I had more ideas about what to do with my life than I had fingers and toes.
I wanted to contribute to so many different causes that I didn’t know where to start.
I’m passionate about justice for farm animals. Positive body image. Natural medicine. Women’s rights. The environment. Prison rehabilitation. Food justice. The list goes on. And on. And I spent many crazy-making years weighing the options—driving myself mad wondering where I could make the biggest difference.
I was reluctant to commit fully to anything because I wanted to do it all. I felt like if I chose to make a difference for young women who struggle with eating disorders I was turning my back on billions of suffering farm animals, unfairly incarcerated youth, communities living in food deserts…

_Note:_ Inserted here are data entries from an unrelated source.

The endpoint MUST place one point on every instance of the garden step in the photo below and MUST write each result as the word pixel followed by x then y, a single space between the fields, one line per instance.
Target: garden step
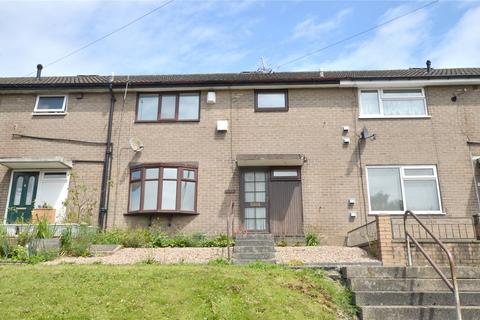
pixel 253 249
pixel 417 313
pixel 253 242
pixel 247 261
pixel 411 298
pixel 408 272
pixel 258 236
pixel 379 284
pixel 255 256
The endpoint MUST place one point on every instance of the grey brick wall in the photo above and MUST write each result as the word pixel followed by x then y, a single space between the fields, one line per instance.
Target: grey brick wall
pixel 312 126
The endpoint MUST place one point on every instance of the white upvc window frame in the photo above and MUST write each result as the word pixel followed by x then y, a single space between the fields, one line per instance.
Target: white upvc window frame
pixel 403 177
pixel 62 111
pixel 380 97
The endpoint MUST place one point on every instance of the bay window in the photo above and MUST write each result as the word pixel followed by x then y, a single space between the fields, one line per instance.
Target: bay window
pixel 394 189
pixel 168 107
pixel 391 103
pixel 163 188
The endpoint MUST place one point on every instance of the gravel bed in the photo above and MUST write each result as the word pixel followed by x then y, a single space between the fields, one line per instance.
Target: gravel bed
pixel 321 255
pixel 292 255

I couldn’t stand the thought of giving up on any of these causes. Choosing just one felt so limiting—like I might be making the wrong choice or letting the other causes I cared about down. So instead, I dabbled in everything. A factory farm protest here, an eating disorder awareness campaign there. But I never rooted myself in any cause. I never gave myself over to anything fully for fear that it would tear me away from everything else.
Sometimes I spent more time assessing and analyzing where I could make the biggest difference than taking any action at all.
I used to imagine that each of the causes I cared about were in a different room in a burning building and I only had time to save the contents of one room. But rather than running in and grabbing whatever I could, I just stood there and watched it burn—paralyzed by an inability to choose what to save and what to give up on. But at least I could say I didn’t choose one cause over the other!
If all this sounds familiar, you (like me) may be plagued by the curse of the multi-passionate—the paralysis of possibility, the overwhelm of choice or just plain indecisiveness. And it will stunt our ability to make a difference in everything that we care about if we don’t see past its facade. But there is hope when we learn the power of picking our passion.
See, on the outside, us undecided multi-passionate people look really good because we get to proclaim how we care about everything. And we do! But caring about everything is can be a dangerous trap.
Indecision is addictive because we get to keep talking about our plans for all of our different passions, which makes us feel really good. We don’t have to feel like we’re letting any given cause down. Like chameleons, we get to blend what we’re most passionate about to fit in with the interests of those around us. When I’m around my animal rights friends, I get to talk about all the plans that I have to combat factory farming. When I’m around my feminist friends, I get to talk about my plans for creating supportive communities of women. When I’m around my…you get the point.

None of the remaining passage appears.